Taking reciprocals in equation (*), we have $\,m = \frac nr\,.$ So, as $\,n\,$ goes to infinity, $\,m\,$ also goes to infinity.

And (here's the punch line!) as $\,m\,$ goes to infinity:

$$ \cssId{s107}{P\left[(1 + \frac 1m)^m\right]^{rt} \rightarrow P{\text{e}}^{rt}} $$

CONTINUOUS COMPOUNDING letting $\,n\rightarrow\infty\,$ in the Compound Interest Formula

Letting $\,n\rightarrow\infty\,$ in the Compound Interest Formula, $\,\displaystyle A = P(1 + \frac rn)^{nt}\,,$ yields the Continuous Compounding Formula:

$$ \cssId{s113}{A = P{\text{e}}^{rt}} $$

Roughly, continuous compounding describes interest being added in the instant it is earned.

Example

Suppose that $\,\$1000\,$ is invested at $\,3\%\,$ annual interest.

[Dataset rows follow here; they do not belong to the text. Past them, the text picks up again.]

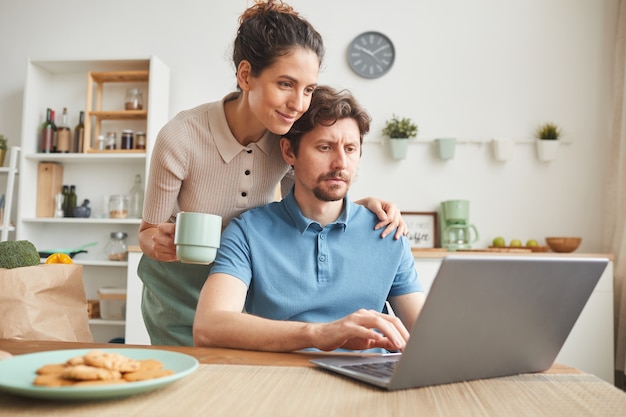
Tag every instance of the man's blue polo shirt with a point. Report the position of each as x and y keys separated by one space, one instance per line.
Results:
x=297 y=270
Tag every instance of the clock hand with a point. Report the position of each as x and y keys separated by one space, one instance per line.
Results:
x=367 y=51
x=380 y=49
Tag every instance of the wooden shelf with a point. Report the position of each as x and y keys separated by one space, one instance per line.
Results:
x=93 y=109
x=120 y=76
x=119 y=115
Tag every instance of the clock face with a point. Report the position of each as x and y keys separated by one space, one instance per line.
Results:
x=371 y=54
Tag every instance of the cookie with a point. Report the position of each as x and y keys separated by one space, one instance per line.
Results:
x=52 y=380
x=77 y=360
x=111 y=361
x=53 y=368
x=87 y=373
x=145 y=375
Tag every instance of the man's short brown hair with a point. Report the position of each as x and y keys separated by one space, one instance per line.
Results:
x=327 y=106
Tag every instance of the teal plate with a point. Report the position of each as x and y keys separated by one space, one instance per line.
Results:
x=18 y=372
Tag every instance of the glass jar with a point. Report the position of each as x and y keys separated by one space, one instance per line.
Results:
x=117 y=250
x=134 y=99
x=111 y=141
x=127 y=139
x=118 y=206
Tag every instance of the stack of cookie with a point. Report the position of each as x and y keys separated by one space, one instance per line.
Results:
x=98 y=368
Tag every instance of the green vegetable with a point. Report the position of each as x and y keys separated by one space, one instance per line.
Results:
x=18 y=253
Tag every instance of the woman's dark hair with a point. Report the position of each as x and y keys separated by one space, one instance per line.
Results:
x=271 y=29
x=327 y=106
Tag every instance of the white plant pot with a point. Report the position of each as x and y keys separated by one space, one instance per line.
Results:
x=547 y=149
x=446 y=147
x=503 y=149
x=399 y=147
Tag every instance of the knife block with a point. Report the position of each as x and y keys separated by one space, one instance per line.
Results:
x=49 y=184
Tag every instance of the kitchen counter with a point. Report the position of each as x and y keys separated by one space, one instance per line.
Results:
x=441 y=253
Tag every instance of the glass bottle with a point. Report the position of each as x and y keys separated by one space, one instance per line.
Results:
x=64 y=134
x=135 y=208
x=118 y=206
x=66 y=200
x=79 y=133
x=140 y=140
x=117 y=249
x=134 y=99
x=127 y=139
x=48 y=130
x=101 y=142
x=71 y=205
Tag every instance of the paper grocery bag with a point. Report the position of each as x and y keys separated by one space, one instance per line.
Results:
x=44 y=302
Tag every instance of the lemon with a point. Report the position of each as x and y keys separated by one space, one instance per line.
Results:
x=59 y=258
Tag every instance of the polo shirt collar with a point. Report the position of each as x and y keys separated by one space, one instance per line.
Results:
x=227 y=145
x=302 y=223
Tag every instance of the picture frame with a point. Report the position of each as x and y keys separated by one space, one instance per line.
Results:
x=423 y=229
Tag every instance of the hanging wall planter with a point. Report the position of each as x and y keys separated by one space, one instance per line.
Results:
x=400 y=132
x=503 y=149
x=548 y=141
x=446 y=147
x=399 y=147
x=547 y=150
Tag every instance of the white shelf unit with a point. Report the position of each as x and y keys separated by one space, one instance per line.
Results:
x=11 y=174
x=63 y=83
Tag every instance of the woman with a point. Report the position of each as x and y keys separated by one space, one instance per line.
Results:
x=224 y=158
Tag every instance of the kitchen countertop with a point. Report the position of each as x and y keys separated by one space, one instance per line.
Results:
x=441 y=253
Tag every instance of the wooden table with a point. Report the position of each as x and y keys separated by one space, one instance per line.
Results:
x=285 y=384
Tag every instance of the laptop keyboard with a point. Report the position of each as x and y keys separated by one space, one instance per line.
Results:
x=377 y=369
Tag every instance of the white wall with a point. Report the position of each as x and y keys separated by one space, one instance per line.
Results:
x=471 y=69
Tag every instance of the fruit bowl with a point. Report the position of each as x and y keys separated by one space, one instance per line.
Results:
x=563 y=244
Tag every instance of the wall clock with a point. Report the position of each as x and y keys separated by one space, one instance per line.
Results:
x=371 y=54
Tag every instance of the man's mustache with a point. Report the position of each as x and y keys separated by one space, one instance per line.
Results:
x=333 y=175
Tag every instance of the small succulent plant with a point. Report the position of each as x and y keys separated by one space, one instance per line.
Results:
x=548 y=131
x=400 y=128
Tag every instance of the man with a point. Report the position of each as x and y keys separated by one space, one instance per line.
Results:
x=306 y=269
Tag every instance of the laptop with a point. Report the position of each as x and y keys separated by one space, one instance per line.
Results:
x=485 y=316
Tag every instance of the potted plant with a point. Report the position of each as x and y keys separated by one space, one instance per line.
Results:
x=3 y=149
x=400 y=131
x=547 y=140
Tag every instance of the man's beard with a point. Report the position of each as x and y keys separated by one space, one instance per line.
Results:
x=333 y=193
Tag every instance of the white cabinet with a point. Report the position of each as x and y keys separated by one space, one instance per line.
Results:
x=58 y=84
x=589 y=347
x=7 y=203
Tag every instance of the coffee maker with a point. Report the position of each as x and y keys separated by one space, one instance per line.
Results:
x=456 y=230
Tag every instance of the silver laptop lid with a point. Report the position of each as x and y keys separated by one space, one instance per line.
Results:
x=489 y=316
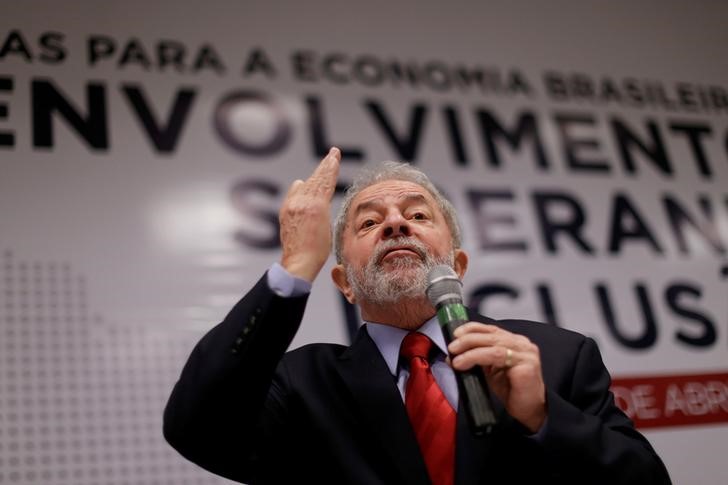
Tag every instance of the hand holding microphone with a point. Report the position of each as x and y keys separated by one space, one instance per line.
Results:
x=510 y=361
x=444 y=290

What is the accumulation after ten years if compounded monthly, daily, and continuously?

Compounded monthly:

$$ \begin{align} &\cssId{s119}{A = P(1 + \frac rn)^{nt}}\cr\cr &\quad \cssId{s120}{= 1000(1 + \frac {0.03}{12})^{12\cdot 10}}\cr\cr &\quad \cssId{s121}{= \$1,349.35} \end{align} $$

Compounded daily:

$$ \begin{align} &\cssId{s123}{A = 1000(1 + \frac {0.03}{365})^{365\cdot 10}}\cr\cr &\quad \cssId{s124}{= \$1,349.84} \end{align} $$

Compounded continuously:

$$ \begin{align} &\cssId{s126}{A = P{\text{e}}^{rt}}\cr\cr &\quad \cssId{s127}{= 1000{\text{e}}^{(0.03)(10)}}\cr\cr &\quad \cssId{s128}{= \$1,349.86} \end{align} $$